Он даже наклонился к столу, чтобы, взять бумажник.
Но Игорь строго сказал:
— Сидеть. Придём время, дам. Пока издали любуйся.
— Как хочешь…
Кикоев с напускным равнодушием пожал плечами. И вдруг, помолчав, сказал:
— Давай, начальник, выгоняй скорее. А то прокурору буду жаловаться.
— До прокурора у нас с тобой ещё время есть.
Игорь себя чувствовал сейчас, как когда-то в детстве, во время игры «жарко-холодно». Он вдруг заметил, как с появлением этого странного бумажника стало «теплее», явно «теплее». В допросе появился какой-то пульсирующий нерв. Кикоев почему-то забеспокоился.
Он метнул быстрый взгляд на бумажник.
— А зачем его вытащил?
— Так, — неопределённо ответил Игорь. — Чтобы полежал вот тут.
И он вдруг почувствовал, как забилось у него сердце. Становилось всё «теплее».
— «Полежал»? — хитро и зло переспросил Кикоев. — Врёшь, начальник. Ну, давай так. Не под твой замечательный протокол, конечно. Ты знаешь, у кого в квартире мы были, а?
— Знаю.
— Ни хрена ты не знаешь. Хочешь скажу? Вот этот бумажничек оттуда?
— Не-ет. Хозяин его в списочке не указал.
— Ясное дело. Не его он, понял? Я его в передней подобрал, на полу, под вешалкой. За какие-то сапоги там залетел.
— Думаешь, кто-то его уронил?
— Ага. Веришь?
— Ну и что?
— А то. Если выгонишь меня отсюда, я тебе кое-что покажу.

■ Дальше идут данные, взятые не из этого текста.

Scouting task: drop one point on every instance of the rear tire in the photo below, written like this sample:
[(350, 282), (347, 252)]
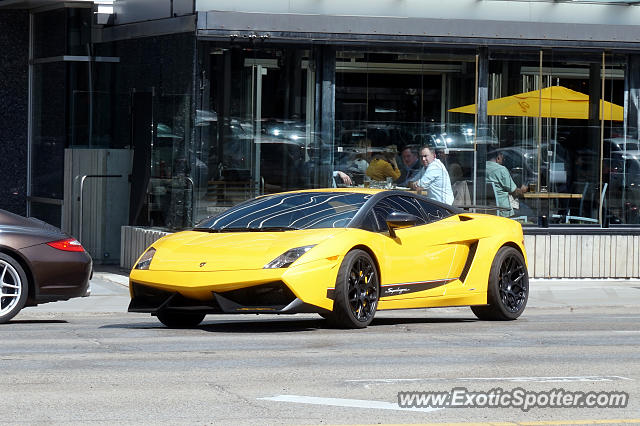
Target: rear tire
[(357, 291), (508, 289), (14, 288), (177, 319)]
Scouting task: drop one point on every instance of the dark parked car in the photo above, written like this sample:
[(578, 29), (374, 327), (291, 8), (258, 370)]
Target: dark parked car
[(38, 264)]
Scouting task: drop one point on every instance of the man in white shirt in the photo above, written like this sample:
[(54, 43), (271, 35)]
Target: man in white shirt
[(434, 179)]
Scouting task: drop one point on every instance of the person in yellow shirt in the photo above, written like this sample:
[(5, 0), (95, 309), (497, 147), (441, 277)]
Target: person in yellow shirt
[(384, 165)]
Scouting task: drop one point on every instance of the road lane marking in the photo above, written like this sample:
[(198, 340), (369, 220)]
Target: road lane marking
[(343, 402), (551, 379), (532, 423)]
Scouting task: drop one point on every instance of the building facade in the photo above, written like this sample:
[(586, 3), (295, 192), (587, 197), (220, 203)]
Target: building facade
[(158, 114)]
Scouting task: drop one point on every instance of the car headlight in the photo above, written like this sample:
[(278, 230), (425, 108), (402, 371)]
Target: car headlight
[(145, 260), (288, 257)]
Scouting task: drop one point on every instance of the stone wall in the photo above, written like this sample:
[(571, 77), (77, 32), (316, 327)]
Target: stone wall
[(14, 101)]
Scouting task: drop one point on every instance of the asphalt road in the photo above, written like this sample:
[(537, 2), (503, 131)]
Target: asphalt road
[(87, 361)]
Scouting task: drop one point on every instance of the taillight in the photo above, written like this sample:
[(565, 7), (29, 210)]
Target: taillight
[(67, 245)]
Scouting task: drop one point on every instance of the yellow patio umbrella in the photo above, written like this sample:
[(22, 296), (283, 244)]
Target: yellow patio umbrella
[(550, 102)]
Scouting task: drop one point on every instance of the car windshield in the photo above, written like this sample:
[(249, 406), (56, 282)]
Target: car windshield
[(283, 212)]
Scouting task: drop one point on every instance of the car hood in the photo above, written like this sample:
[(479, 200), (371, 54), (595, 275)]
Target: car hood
[(230, 251)]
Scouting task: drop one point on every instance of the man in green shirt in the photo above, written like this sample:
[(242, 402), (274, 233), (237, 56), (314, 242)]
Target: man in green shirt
[(504, 185)]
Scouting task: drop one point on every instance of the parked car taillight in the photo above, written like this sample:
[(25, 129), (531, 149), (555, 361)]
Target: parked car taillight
[(69, 244)]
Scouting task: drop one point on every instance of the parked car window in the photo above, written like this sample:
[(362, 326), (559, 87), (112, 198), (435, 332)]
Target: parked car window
[(432, 212), (304, 210), (369, 223), (397, 203)]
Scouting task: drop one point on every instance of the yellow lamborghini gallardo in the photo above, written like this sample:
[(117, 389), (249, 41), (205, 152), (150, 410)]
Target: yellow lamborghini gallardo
[(342, 253)]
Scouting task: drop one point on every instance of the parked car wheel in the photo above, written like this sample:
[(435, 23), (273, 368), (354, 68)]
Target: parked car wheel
[(14, 288), (508, 288), (357, 291)]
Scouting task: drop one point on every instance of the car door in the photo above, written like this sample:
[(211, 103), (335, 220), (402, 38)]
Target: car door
[(417, 263)]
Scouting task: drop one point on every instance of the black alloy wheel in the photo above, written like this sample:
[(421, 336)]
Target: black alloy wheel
[(508, 288), (357, 291)]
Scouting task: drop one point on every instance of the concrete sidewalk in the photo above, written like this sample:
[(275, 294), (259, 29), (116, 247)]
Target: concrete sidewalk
[(110, 293)]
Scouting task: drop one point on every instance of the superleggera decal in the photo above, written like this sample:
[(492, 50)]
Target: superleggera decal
[(406, 288)]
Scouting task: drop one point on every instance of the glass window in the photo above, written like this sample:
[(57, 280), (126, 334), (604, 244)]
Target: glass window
[(544, 109), (255, 129), (391, 103)]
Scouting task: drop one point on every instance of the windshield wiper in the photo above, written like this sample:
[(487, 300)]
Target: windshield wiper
[(238, 229), (276, 228)]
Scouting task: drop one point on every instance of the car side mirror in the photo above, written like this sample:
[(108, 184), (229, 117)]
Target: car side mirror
[(399, 220)]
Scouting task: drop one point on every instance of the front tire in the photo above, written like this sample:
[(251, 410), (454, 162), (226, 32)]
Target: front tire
[(508, 289), (14, 288), (357, 291), (178, 319)]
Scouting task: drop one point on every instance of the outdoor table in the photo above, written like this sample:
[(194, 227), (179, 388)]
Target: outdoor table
[(549, 195), (542, 218)]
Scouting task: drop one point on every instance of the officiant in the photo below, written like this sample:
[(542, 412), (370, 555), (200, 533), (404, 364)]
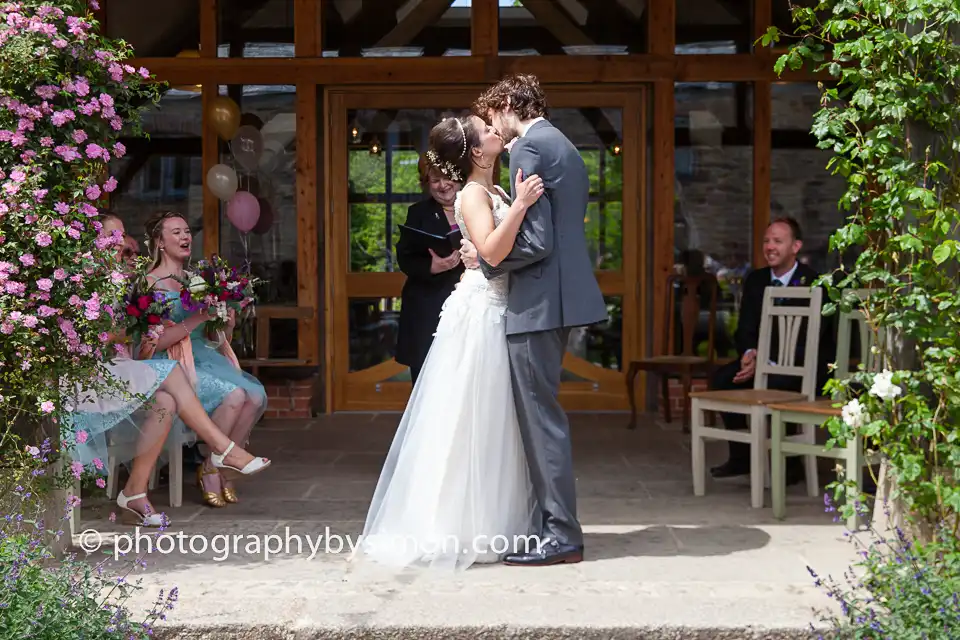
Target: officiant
[(431, 277)]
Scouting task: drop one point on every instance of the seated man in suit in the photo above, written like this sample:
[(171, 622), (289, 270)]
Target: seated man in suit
[(781, 244)]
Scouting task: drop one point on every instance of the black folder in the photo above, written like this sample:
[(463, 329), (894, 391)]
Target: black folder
[(421, 240)]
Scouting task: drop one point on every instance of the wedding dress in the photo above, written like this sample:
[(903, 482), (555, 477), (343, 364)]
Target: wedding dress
[(455, 487)]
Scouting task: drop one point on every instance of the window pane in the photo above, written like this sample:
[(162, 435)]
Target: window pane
[(800, 184), (581, 27), (255, 29), (384, 179), (390, 28), (714, 26), (600, 344), (155, 29), (373, 331), (164, 172), (271, 246), (713, 218)]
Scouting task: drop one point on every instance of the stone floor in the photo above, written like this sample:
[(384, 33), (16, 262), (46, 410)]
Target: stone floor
[(660, 562)]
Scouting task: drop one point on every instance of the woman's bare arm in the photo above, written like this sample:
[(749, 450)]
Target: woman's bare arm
[(493, 242)]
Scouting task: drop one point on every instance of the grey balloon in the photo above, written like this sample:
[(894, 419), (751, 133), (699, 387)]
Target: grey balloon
[(222, 181)]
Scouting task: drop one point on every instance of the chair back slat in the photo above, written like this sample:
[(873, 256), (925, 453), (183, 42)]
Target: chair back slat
[(872, 343), (686, 291), (790, 320)]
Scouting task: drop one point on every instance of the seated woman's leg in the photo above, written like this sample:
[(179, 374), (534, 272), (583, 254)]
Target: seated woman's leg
[(253, 407), (154, 432), (191, 411)]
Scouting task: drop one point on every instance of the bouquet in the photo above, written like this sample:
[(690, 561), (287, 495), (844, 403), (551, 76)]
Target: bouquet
[(144, 311), (219, 288)]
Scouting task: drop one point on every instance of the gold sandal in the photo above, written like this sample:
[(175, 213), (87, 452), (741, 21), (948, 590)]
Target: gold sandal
[(230, 494), (211, 498)]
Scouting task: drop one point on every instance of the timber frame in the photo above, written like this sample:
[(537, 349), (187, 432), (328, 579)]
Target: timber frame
[(316, 76)]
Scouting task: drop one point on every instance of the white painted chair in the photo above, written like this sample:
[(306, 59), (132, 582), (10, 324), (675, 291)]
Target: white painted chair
[(754, 403), (174, 447), (816, 413)]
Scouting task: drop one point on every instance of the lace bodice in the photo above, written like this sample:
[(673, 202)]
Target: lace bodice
[(500, 207), (495, 288)]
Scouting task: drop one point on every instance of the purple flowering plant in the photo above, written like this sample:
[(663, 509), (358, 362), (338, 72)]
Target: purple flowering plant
[(66, 93), (48, 596)]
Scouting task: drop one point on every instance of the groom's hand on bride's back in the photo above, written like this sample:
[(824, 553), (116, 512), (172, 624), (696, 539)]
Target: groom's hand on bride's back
[(468, 255)]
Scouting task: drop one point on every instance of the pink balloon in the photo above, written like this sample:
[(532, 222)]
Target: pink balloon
[(243, 211), (266, 218)]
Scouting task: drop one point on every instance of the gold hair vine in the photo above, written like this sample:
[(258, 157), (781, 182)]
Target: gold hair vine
[(447, 168)]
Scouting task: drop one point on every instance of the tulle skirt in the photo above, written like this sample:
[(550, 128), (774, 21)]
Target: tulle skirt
[(122, 426), (217, 378), (455, 487)]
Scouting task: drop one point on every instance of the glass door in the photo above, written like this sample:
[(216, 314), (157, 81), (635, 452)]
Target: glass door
[(376, 137)]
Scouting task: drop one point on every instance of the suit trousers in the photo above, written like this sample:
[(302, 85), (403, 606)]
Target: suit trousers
[(722, 380), (536, 363)]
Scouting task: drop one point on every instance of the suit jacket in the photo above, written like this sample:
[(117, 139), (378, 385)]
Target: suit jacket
[(751, 306), (552, 283), (423, 292)]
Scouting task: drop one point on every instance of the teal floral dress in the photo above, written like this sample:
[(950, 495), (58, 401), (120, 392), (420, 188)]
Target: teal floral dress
[(217, 377)]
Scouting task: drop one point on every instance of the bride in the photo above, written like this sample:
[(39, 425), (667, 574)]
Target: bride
[(455, 488)]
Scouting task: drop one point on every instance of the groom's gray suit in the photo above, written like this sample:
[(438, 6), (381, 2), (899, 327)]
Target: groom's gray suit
[(552, 289)]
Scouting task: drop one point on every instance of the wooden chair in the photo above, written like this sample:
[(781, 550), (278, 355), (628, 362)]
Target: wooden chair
[(817, 412), (687, 364), (755, 402)]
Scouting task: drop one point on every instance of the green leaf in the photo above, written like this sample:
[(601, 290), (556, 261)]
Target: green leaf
[(942, 253)]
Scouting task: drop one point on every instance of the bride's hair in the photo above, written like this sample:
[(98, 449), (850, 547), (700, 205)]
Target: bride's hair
[(450, 143)]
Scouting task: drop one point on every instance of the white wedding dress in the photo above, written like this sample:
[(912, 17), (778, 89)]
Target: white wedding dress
[(455, 488)]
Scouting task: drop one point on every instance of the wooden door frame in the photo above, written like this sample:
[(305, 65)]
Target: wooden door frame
[(609, 393)]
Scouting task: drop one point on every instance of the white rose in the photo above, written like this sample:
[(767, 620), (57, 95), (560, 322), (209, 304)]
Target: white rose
[(197, 285), (853, 414), (883, 386)]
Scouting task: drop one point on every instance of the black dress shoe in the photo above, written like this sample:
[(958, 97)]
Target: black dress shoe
[(550, 553), (730, 469)]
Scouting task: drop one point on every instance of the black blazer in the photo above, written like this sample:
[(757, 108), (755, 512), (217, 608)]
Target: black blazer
[(751, 305), (423, 293)]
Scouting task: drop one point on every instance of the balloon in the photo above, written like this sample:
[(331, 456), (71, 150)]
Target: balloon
[(251, 119), (243, 211), (222, 181), (247, 147), (224, 117), (266, 218)]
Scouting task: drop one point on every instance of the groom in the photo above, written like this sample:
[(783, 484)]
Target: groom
[(552, 289)]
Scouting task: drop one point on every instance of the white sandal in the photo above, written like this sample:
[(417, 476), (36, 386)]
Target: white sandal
[(254, 466), (137, 518)]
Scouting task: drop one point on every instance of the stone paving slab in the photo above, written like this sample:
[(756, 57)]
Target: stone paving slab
[(660, 562)]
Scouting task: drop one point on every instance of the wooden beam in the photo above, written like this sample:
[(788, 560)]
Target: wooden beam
[(555, 20), (661, 29), (484, 28), (426, 13), (559, 69), (762, 118), (308, 28), (308, 271)]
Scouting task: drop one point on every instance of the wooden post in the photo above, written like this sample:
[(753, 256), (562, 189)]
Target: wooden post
[(308, 28), (210, 141), (761, 166), (661, 36)]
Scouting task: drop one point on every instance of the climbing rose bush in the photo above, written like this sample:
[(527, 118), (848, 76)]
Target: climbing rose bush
[(66, 95)]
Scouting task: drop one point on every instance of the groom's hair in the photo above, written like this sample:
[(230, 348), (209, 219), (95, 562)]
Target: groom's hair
[(521, 91)]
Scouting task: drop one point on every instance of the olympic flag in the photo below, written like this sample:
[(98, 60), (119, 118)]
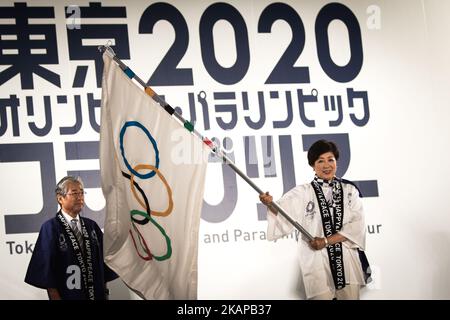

— Ты думаешь, чего говоришь-то?
— Ясное дело. Но если я тебе кое-что покажу, ты таких боссов накроешь, что я рядом с ними мелочью буду незаметной. Не будет у тебя расчёта со мной даже возиться. Ты за них орден получишь, а за меня шиш без масла.
— Ты лучше не обо мне, а о себе думай.
— Да на кой ты мне сдался, чтобы я о тебе думал? Ясное дело, я о себе думаю. Вот выгонишь меня — и мне больше ничего не надо. А кореши мои пусть идут, за ними хвосты тянутся. А у меня нет. Чистый я кругом. И вещичек моих никто в жизни не найдёт: ни ты, ни Директор.
— Поглядим. У меня хватка, как у бульдога. Захочу, и то не выпущу. Судорога сводит. Вот так тебе, Арпан, повезло. Ну, будешь показывать?
— Не. Раздумал, — лениво объявил Кикоев, отваливаясь на спинку стула и как-то демонстративно потягиваясь.
— Как знаешь, хотя…
И тут Игорь ничего не успел сообразить. Кикоев вдруг, как развернувшаяся пружина, кинулся к столу и схватил бумажник. Но дальше он уже ничего сделать не успел. Откаленко перемахнул через стол и всей тяжестью обрушился на Кикоева. С грохотом отлетел к стенке стул. Кикоев вывернулся из рук Откаленко и зубами впился в бумажник. Откаленко схватил его снова, но уже более грамотно, и Кикоев с воем повалился на пол, поджав колени чуть не к подбородку.